Key pattern Writer When
kb/<DATE>/kb.duckdb + kb/latest/kb.duckdb daily_sync.sh (aws s3 cp) 7am daily
state/<DATE>/{completion_log,applied,dismissed,watches}.{jsonl,yaml} + state/latest/... daily_sync.sh (aws s3 cp) 7am daily
healthdata/<DATE>/garmin_activities.db daily_sync.sh (rclone) 7am Sunday only
state/cache/yesterday.json + state/cache/query_cache.json scripts/cache_for_worker.py (rclone) 7am daily, after worker-log merge
state/<date>/completion_log_worker_<msgId>.jsonl Worker (R2 API) per check-in reply
state/<date>/corrections_<msgId>.jsonl Worker (R2 API) per correction reply

Who reads what

Reader Keys Purpose
Worker state/cache/yesterday.json, state/cache/query_cache.json morning summary + Q&A
Worker state/latest/completion_log.jsonl detect already-logged kinds (skip asking about them at 8pm)
daily_sync.sh state/*/completion_log_worker_*.jsonl merge into local completion_log.jsonl
daily_sync.sh state/*/corrections_*.jsonl merge into local corrections.jsonl
Casey (manual recovery) kb/latest/kb.duckdb, state/latest/* restore after laptop crash

Why per-source files

Per-reply files (completion_log_worker_<msgId>.jsonl) avoid GET-modify-PUT race conditions.

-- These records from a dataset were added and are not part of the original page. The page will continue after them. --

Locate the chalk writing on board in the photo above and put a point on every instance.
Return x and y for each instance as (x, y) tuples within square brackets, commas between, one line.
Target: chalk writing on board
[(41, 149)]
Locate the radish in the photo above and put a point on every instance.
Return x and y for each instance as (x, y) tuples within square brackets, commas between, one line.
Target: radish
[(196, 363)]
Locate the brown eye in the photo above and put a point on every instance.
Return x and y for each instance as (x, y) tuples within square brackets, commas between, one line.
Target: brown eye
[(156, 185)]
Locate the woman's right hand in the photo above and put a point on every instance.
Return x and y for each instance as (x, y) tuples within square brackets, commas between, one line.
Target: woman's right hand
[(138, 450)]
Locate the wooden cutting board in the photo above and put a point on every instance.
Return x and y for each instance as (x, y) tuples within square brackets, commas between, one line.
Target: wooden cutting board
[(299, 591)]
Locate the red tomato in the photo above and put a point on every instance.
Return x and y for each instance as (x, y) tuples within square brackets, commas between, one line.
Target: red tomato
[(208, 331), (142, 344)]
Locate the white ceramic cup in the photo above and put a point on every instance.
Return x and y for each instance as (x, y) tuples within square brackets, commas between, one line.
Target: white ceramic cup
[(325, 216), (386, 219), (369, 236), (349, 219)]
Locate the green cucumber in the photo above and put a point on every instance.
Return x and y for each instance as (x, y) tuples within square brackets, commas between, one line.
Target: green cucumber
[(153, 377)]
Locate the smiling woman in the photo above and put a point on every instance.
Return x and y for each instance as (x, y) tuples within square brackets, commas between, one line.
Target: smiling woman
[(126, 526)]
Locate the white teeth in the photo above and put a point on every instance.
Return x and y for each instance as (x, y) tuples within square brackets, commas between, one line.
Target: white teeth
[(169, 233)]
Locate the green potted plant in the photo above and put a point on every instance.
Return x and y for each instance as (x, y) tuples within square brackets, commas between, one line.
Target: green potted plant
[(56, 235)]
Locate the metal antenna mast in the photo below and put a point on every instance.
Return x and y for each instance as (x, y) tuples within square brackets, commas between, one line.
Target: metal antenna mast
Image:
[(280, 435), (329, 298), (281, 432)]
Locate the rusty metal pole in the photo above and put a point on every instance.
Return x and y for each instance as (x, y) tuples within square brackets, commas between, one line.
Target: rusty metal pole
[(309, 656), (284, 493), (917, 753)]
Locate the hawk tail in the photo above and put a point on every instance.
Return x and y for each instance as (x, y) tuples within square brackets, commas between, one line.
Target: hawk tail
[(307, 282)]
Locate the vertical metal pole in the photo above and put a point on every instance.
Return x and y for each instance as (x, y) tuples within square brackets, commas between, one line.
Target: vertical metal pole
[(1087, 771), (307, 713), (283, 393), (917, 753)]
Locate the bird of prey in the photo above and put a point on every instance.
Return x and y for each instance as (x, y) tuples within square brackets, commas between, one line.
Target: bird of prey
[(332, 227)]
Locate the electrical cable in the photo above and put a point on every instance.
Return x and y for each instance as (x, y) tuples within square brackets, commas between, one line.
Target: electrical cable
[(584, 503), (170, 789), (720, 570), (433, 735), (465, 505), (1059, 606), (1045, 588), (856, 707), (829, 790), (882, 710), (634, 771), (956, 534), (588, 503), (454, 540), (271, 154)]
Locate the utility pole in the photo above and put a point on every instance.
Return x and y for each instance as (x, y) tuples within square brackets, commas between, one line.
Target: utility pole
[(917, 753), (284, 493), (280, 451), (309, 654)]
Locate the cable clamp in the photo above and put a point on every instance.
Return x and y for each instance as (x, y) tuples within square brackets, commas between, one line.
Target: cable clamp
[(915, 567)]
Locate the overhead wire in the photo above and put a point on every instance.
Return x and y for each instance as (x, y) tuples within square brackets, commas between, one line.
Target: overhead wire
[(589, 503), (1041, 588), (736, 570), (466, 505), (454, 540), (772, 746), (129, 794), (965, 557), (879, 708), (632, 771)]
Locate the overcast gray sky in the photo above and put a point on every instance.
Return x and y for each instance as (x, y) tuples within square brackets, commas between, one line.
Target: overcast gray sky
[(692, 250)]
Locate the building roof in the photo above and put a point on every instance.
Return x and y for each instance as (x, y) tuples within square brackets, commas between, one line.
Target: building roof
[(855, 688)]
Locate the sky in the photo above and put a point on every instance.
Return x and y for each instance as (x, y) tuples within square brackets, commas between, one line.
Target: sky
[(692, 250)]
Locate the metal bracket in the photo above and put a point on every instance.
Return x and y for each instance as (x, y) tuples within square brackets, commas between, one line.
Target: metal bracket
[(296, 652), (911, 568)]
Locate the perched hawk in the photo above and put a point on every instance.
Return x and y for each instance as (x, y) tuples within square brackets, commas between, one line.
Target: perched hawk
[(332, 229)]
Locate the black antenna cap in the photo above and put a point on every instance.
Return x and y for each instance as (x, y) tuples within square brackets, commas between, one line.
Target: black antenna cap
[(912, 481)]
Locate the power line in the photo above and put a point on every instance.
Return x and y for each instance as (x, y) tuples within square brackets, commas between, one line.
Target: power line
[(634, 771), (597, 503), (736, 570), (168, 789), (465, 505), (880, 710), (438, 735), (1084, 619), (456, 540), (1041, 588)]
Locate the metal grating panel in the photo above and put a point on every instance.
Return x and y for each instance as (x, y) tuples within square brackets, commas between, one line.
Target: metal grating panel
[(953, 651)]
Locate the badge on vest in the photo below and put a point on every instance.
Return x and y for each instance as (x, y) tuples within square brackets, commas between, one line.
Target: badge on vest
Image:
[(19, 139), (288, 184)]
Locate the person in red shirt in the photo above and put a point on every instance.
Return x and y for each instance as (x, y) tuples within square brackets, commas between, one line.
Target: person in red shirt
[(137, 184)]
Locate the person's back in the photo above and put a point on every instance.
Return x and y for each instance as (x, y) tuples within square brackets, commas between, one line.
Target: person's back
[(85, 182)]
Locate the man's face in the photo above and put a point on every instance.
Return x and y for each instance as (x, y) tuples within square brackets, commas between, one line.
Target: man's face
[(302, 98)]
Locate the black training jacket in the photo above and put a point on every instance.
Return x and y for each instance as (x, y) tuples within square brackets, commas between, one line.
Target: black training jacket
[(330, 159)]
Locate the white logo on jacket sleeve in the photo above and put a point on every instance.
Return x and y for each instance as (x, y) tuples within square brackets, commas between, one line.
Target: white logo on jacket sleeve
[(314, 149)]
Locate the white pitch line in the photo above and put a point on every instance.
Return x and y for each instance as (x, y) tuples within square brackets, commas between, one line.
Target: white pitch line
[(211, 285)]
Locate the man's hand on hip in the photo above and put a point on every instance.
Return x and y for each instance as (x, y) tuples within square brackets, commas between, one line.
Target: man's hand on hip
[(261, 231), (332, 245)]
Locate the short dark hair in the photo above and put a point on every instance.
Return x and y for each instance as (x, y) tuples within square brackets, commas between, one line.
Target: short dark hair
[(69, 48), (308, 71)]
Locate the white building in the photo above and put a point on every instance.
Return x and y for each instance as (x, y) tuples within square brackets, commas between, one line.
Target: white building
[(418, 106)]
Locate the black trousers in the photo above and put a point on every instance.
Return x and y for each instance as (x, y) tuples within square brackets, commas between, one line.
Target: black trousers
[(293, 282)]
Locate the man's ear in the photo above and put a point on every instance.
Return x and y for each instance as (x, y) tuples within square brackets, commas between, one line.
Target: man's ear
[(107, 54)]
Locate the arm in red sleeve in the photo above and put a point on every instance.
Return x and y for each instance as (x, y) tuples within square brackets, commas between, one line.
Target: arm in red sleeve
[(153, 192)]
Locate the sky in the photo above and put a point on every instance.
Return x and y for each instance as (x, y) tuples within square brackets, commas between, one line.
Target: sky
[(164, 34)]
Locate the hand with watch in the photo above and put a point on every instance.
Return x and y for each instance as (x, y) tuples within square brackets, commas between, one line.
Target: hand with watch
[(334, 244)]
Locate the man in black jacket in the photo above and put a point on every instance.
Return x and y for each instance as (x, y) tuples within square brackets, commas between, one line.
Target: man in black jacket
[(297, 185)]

If the Worker tried to read the canonical log, append, and write, two concurrent webhooks would clobber each other. Per-message-id files mean the path itself is the unique key; merge happens later, on the laptop, where there's only one writer.

Same pattern for corrections.

Tools

# List a prefix:
rclone ls r2:garmin-warehouse-data/state/

# Read a file:
rclone cat r2:garmin-warehouse-data/state/cache/yesterday.json

# Upload a file:
rclone copy local/file.txt r2:garmin-warehouse-data/path/

# Upload from stdin (used by cache_for_worker.py):
echo "content" | rclone rcat r2:garmin-warehouse-data/path/key.txt

For files >100MB, ALWAYS use rclone, not aws s3 cp. See ADR 001.

Lifecycle / retention

No lifecycle rules configured yet. Cost is ~$0/mo at this scale, so retention is currently "forever." If costs grow, add a rule like:

  • kb/<DATE>/ (not latest/): expire after 30d
  • healthdata/<DATE>/: expire after 4 weeks (keep 4 Sunday snapshots)
  • state/<DATE>/: expire after 90d
  • state/<date>/{completion_log_worker,corrections}_*.jsonl: expire after 7d (laptop has merged them by then)